By Act of June 26, 1936 (49 Stat. 1982), Congress declared it to be the policy of the United States to assist in the construction where Federal interests are involved, but not the maintenance, of works for the improvement and protection of the beaches along the shores of the United States, and to prevent erosion due to the action of the waves, tides, and currents, with the purpose of preventing damage to property along the shores of the United States, and promoting and encouraging the healthful recreation of the people.

The Federal Government has recognized its interest and responsibility in the provision of recreational opportunities in local communities and in the several States as evidenced by legislation passed to meet certain situations. For instance, an Act of 1890 (26 Stat. 91), relating to the reservation and sale of town sites in Oklahoma, made it mandatory that all surveys for such town sites contain reservations for parks. The Act of October 5, 1914 (38 Stat. 727), authorized the Secretary of the Interior to withdraw from other disposition and reserve for county parks, public playgrounds and community centers for the use of the residents upon the lands, such tracts as he might deem advisable (not exceeding 20 acres in any township) in each reclamation project or the several units of such reclamation projects undertaken under the reclamation laws. An Act of June 14, 1926 (44 Stat. 741), authorizes the Secretary of the Interior to withhold from appropriation unreserved nonmineral lands which he has classified as chiefly valuable for recreational purposes and to sell, lease, or exchange to the States for park or recreational purposes in exchange for other lands.

Spruce Tree House
Figure 43.—Spruce Tree House, Mesa Verde National Park, Colorado.
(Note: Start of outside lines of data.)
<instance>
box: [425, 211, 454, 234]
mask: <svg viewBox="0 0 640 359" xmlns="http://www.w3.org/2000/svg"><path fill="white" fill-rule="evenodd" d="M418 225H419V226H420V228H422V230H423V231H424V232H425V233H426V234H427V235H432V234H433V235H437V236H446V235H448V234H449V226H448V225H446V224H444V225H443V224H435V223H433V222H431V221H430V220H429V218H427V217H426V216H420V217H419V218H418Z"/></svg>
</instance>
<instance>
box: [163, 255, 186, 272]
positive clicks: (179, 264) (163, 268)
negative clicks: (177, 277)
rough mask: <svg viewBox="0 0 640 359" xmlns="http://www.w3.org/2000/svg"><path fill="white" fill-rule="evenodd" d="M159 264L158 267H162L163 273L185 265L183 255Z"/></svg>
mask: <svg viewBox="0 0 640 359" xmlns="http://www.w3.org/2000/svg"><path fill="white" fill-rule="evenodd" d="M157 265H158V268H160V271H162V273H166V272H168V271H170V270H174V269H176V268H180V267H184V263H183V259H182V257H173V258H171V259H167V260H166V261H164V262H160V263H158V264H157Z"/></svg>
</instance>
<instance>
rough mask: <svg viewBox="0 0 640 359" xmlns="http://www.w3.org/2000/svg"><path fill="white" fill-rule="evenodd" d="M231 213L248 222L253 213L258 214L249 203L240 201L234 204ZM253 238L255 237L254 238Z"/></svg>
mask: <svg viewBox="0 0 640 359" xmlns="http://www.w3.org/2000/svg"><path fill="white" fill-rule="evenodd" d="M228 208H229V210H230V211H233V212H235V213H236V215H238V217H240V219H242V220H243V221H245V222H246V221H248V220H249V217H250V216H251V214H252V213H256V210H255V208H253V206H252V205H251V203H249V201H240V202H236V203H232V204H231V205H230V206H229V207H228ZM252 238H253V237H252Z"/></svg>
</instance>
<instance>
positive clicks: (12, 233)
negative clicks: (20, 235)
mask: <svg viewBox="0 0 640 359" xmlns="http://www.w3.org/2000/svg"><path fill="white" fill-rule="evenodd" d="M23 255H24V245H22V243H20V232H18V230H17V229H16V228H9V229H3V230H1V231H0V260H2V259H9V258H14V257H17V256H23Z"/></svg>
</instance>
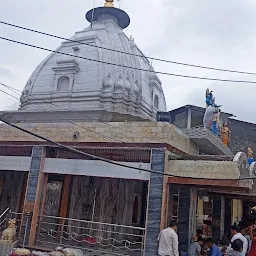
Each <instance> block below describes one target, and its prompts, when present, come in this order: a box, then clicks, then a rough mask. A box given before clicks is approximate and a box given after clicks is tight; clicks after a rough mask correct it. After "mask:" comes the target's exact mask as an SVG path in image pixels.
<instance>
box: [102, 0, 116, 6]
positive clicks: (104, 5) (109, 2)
mask: <svg viewBox="0 0 256 256" xmlns="http://www.w3.org/2000/svg"><path fill="white" fill-rule="evenodd" d="M105 1H106V3H105V5H104V7H114V4H113V2H114V0H105Z"/></svg>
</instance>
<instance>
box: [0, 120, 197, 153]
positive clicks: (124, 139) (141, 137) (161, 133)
mask: <svg viewBox="0 0 256 256" xmlns="http://www.w3.org/2000/svg"><path fill="white" fill-rule="evenodd" d="M77 125H79V127H77V126H74V125H72V124H66V123H59V124H56V123H54V124H18V126H20V127H22V128H25V129H27V130H29V131H32V132H34V133H37V134H39V135H41V136H44V137H47V138H49V139H51V140H54V141H57V142H127V143H167V144H170V145H171V146H173V147H175V148H178V149H179V150H181V151H183V152H186V153H188V154H198V147H197V146H196V145H195V144H194V143H192V142H191V141H190V140H189V138H188V137H187V135H185V134H184V133H183V132H182V131H181V130H179V129H178V128H176V127H175V126H173V125H172V124H168V123H156V122H116V123H112V122H111V123H100V122H87V123H77ZM75 132H79V134H80V136H79V138H77V139H74V136H73V135H74V133H75ZM108 137H109V138H108ZM38 140H39V139H37V138H35V137H33V136H31V135H28V134H25V133H24V132H22V131H18V130H17V129H15V128H12V127H9V126H7V125H5V124H1V125H0V141H38Z"/></svg>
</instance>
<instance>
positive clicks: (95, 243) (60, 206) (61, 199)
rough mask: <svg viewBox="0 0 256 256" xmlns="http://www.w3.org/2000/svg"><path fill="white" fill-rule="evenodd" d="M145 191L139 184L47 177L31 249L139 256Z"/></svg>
mask: <svg viewBox="0 0 256 256" xmlns="http://www.w3.org/2000/svg"><path fill="white" fill-rule="evenodd" d="M147 190H148V183H147V182H144V181H139V180H125V179H115V178H103V177H91V176H70V175H48V177H46V178H45V181H44V189H43V195H44V196H42V204H41V205H42V206H43V207H42V209H41V216H40V223H39V225H38V229H37V239H36V240H37V242H36V243H37V245H38V246H44V247H46V246H47V247H51V248H55V247H56V246H61V245H65V246H71V247H75V248H80V249H82V250H83V251H85V252H87V251H92V252H94V251H95V250H100V251H104V252H107V253H110V254H112V253H114V252H113V250H114V251H115V252H116V253H119V254H120V253H124V254H125V255H134V256H135V255H136V256H137V255H138V256H139V255H141V252H142V251H143V250H144V237H145V220H146V209H147V203H146V202H147V200H146V199H147V193H148V191H147ZM120 255H122V254H120Z"/></svg>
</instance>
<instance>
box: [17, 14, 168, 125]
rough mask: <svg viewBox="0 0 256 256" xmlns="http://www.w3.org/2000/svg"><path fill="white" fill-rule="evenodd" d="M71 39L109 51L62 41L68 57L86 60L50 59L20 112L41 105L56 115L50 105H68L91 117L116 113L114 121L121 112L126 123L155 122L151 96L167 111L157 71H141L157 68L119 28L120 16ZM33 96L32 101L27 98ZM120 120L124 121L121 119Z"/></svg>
mask: <svg viewBox="0 0 256 256" xmlns="http://www.w3.org/2000/svg"><path fill="white" fill-rule="evenodd" d="M72 40H74V41H78V40H79V41H81V42H85V43H88V44H90V45H95V46H96V45H97V46H101V47H103V48H106V49H100V48H96V47H91V46H87V45H84V44H80V43H73V42H68V41H67V42H63V43H62V45H61V46H60V47H59V48H57V50H58V51H60V52H64V53H68V54H74V51H75V54H76V55H77V56H81V57H84V58H86V59H80V58H79V59H76V58H75V57H74V58H73V57H70V58H69V57H63V56H61V55H60V54H57V53H53V54H51V55H50V56H49V57H48V58H46V59H45V60H44V61H43V62H42V63H41V64H40V65H39V66H38V68H37V69H36V70H35V72H34V73H33V74H32V76H31V77H30V79H29V82H28V83H27V85H26V87H25V88H24V94H23V95H22V96H21V110H23V111H29V110H32V109H35V106H36V108H38V107H42V108H44V109H46V110H49V111H53V110H54V109H58V108H57V107H54V106H52V105H51V103H54V104H55V106H56V105H60V106H63V107H65V108H67V106H68V108H70V109H71V110H79V111H81V110H82V111H88V112H89V111H98V109H101V110H105V111H108V112H110V113H111V112H113V116H116V115H117V114H118V113H119V114H120V115H123V114H125V117H124V118H127V115H131V116H133V117H138V118H139V119H148V120H155V118H156V116H155V115H156V109H154V108H153V99H152V98H151V91H153V92H154V95H158V97H159V104H158V105H159V106H158V110H159V111H165V110H166V104H165V98H164V93H163V91H162V87H161V81H160V80H159V78H158V77H157V75H156V74H155V73H154V72H148V71H141V70H139V69H142V70H151V71H153V68H152V67H151V66H150V63H149V61H148V60H147V59H146V57H144V55H143V53H142V52H141V51H140V50H139V48H138V47H137V46H136V44H135V42H134V40H130V39H129V38H128V37H127V36H126V35H125V34H124V32H123V30H122V29H121V28H120V27H119V26H118V24H117V20H116V18H115V17H113V16H111V15H109V14H104V15H102V16H100V17H99V18H98V20H97V21H94V22H93V24H92V28H91V26H89V27H88V28H86V29H84V30H83V31H79V32H76V33H75V35H74V36H73V37H72ZM107 49H114V50H117V51H119V52H116V51H110V50H107ZM122 52H125V53H128V54H124V53H122ZM129 54H130V55H129ZM131 54H135V55H141V56H142V57H137V56H133V55H131ZM88 59H91V60H96V61H102V62H105V63H113V64H115V65H111V64H104V63H99V62H93V61H90V60H88ZM117 65H119V66H117ZM65 77H66V78H65ZM67 78H68V79H67ZM63 81H64V82H66V83H67V81H69V85H68V90H67V86H66V85H65V86H63V87H64V89H63V87H62V88H61V89H60V87H58V85H61V84H62V83H61V82H63ZM28 93H29V94H30V95H31V97H28V96H27V94H28ZM46 102H47V103H46ZM99 116H100V115H99ZM101 116H103V117H104V115H101ZM118 119H119V120H121V118H120V116H119V117H118ZM133 119H134V118H133Z"/></svg>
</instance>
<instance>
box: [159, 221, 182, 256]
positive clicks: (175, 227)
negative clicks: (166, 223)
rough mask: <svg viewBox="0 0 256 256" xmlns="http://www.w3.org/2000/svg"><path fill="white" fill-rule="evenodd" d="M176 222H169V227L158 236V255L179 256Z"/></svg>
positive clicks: (162, 231)
mask: <svg viewBox="0 0 256 256" xmlns="http://www.w3.org/2000/svg"><path fill="white" fill-rule="evenodd" d="M176 232H177V222H175V221H171V223H170V227H169V228H166V229H163V230H162V231H161V232H160V234H159V236H158V241H159V248H158V255H161V256H179V239H178V235H177V233H176Z"/></svg>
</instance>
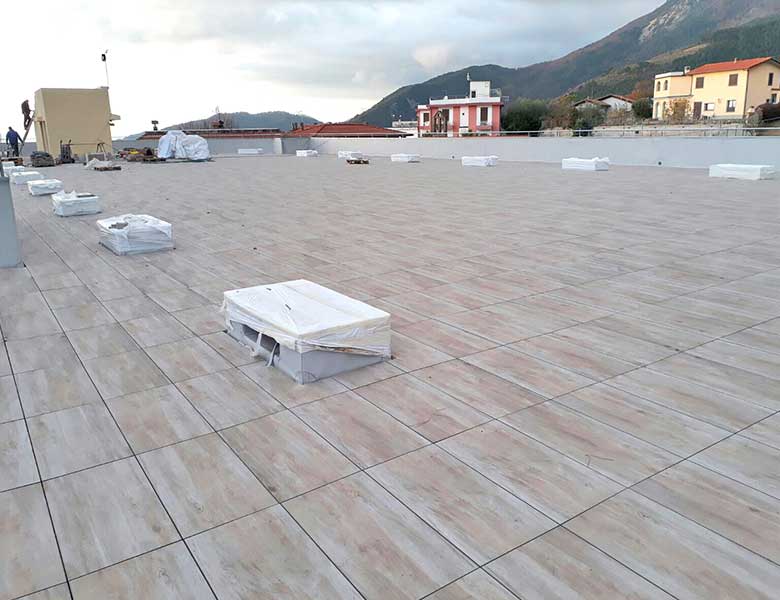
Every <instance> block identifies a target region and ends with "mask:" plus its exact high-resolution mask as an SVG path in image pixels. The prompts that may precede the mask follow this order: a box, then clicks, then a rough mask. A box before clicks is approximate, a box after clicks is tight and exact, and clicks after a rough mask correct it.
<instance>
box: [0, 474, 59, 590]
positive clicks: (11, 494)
mask: <svg viewBox="0 0 780 600" xmlns="http://www.w3.org/2000/svg"><path fill="white" fill-rule="evenodd" d="M0 516H1V518H0V557H3V558H2V560H0V597H1V598H16V597H17V596H23V595H24V594H29V593H32V592H35V591H37V590H42V589H44V588H48V587H50V586H53V585H56V584H58V583H61V582H63V581H65V573H64V572H63V570H62V561H61V560H60V556H59V553H58V552H57V541H56V540H55V538H54V531H53V530H52V526H51V520H50V519H49V513H48V511H47V509H46V500H45V499H44V496H43V490H42V489H41V486H40V485H39V484H36V485H29V486H26V487H21V488H17V489H15V490H9V491H7V492H2V493H0Z"/></svg>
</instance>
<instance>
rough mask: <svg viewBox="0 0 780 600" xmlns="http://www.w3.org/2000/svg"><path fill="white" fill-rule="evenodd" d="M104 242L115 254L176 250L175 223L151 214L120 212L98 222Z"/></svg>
mask: <svg viewBox="0 0 780 600" xmlns="http://www.w3.org/2000/svg"><path fill="white" fill-rule="evenodd" d="M97 226H98V230H99V231H100V243H101V244H102V245H103V246H105V247H106V248H108V249H109V250H111V251H112V252H113V253H114V254H119V255H125V254H141V253H144V252H157V251H158V250H172V249H173V248H174V245H173V231H172V228H171V224H170V223H168V222H166V221H162V220H160V219H158V218H156V217H152V216H150V215H131V214H128V215H120V216H118V217H109V218H107V219H100V220H99V221H98V222H97Z"/></svg>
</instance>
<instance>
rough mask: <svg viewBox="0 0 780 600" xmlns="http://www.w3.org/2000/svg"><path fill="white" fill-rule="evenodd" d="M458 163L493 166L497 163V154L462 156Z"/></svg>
mask: <svg viewBox="0 0 780 600" xmlns="http://www.w3.org/2000/svg"><path fill="white" fill-rule="evenodd" d="M460 164H461V165H463V166H464V167H495V166H496V165H497V164H498V157H497V156H463V157H461V159H460Z"/></svg>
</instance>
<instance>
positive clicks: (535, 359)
mask: <svg viewBox="0 0 780 600" xmlns="http://www.w3.org/2000/svg"><path fill="white" fill-rule="evenodd" d="M463 360H464V361H465V362H467V363H469V364H470V365H474V366H476V367H479V368H480V369H484V370H485V371H488V372H490V373H493V374H494V375H497V376H498V377H502V378H504V379H506V380H508V381H511V382H512V383H515V384H517V385H519V386H522V387H524V388H527V389H529V390H531V391H532V392H534V393H536V394H539V395H540V396H544V397H545V398H554V397H555V396H561V395H563V394H566V393H568V392H571V391H574V390H576V389H578V388H581V387H585V386H588V385H591V384H593V383H594V381H593V380H592V379H588V378H587V377H583V376H582V375H578V374H577V373H574V372H573V371H569V370H568V369H563V368H561V367H558V366H556V365H553V364H551V363H548V362H545V361H542V360H539V359H538V358H534V357H532V356H529V355H527V354H522V353H521V352H516V351H514V350H511V349H509V348H496V349H494V350H487V351H486V352H480V353H479V354H474V355H472V356H467V357H466V358H464V359H463Z"/></svg>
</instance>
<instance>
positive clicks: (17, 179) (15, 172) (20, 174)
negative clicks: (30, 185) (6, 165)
mask: <svg viewBox="0 0 780 600" xmlns="http://www.w3.org/2000/svg"><path fill="white" fill-rule="evenodd" d="M37 179H43V175H41V174H40V173H39V172H38V171H16V172H15V173H11V183H13V184H14V185H22V184H23V183H27V182H28V181H35V180H37Z"/></svg>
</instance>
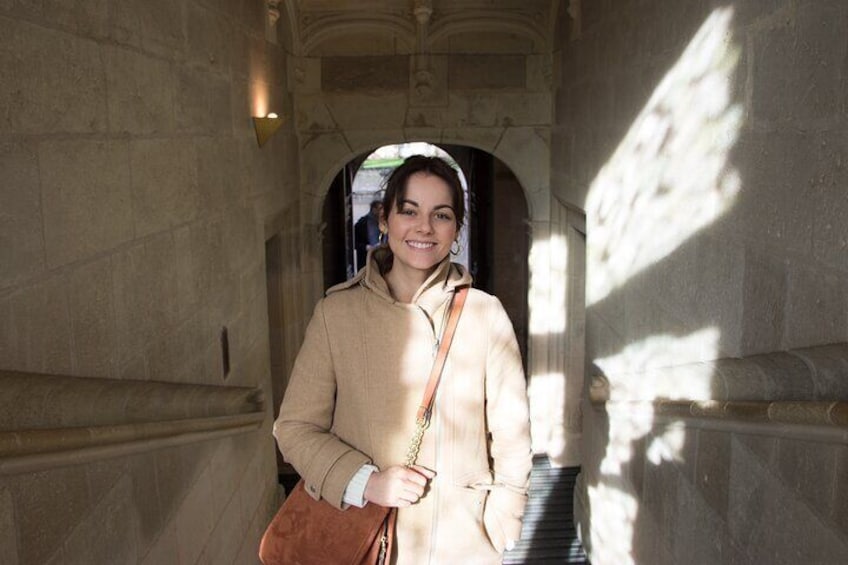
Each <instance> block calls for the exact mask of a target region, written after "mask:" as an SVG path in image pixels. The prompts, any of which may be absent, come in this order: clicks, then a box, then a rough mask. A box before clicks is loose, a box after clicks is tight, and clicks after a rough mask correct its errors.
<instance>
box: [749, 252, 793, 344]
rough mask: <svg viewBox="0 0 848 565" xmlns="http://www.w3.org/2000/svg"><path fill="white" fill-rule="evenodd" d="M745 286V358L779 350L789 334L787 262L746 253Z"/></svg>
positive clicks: (778, 258) (767, 255) (771, 258)
mask: <svg viewBox="0 0 848 565" xmlns="http://www.w3.org/2000/svg"><path fill="white" fill-rule="evenodd" d="M743 284H744V291H743V296H742V305H743V314H742V343H741V347H740V348H741V350H742V351H743V352H744V353H745V354H746V355H750V354H754V353H764V352H768V351H777V350H779V349H780V347H781V344H782V343H783V338H784V332H785V330H786V328H785V318H786V311H785V307H786V303H785V297H786V285H787V276H786V265H785V262H784V261H783V260H781V259H780V258H777V257H774V256H772V255H758V254H755V253H747V254H746V256H745V265H744V282H743Z"/></svg>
By an Act of July 10, 1930 (46 Stat. 1021), Congress enunciated the principle of conserving the natural beauty of shore lines for recreational use, and applied it specifically to all Federal lands which border upon any boundary, lake or stream contiguous to certain described areas situated in Minnesota or any other lake or stream which was then or eventually is to be in general use for boat or canoe travel, and for the purpose of carrying out this principle, generally prohibited logging of all such shores to a depth of 400 feet from the natural water line.

It is the general practice for Congress to authorize departments of the Federal Government by special act to convey to States and their civil divisions, lands, including improvements, for public park and recreational purposes. When such conveyances are made, it is stipulated that the States and local communities must assume the necessary obligations in carrying out the purposes of the grant. In case of nonperformance of the obligation within a certain period any property so conveyed reverts to the Federal Government.

Further recognition of the importance of recreation from a national viewpoint and the necessity for cooperative action between the Federal Government and the States and their civil divisions is reflected in the Act of June 23, 1936 (49 Stat. 1894) which authorized and directed the Secretary of the Interior, through the National Park Service, to make a study of park, parkway, and recreational-area programs, areas, and facilities and to cooperate with the States and their civil divisions in planning adequate and coordinated recreational systems.

It is apparent that the trend of Federal legislation is to broaden the responsibility of the Federal Government, not only in respect to the administration of areas and facilities directly under its supervision, but also in extending the recreational movement by cooperation with States and local communities in a Nation-wide program.

Cape Hatteras
Figure 44.—On the beach, Cape Hatteras National Seashore Recreational Area Project, North Carolina.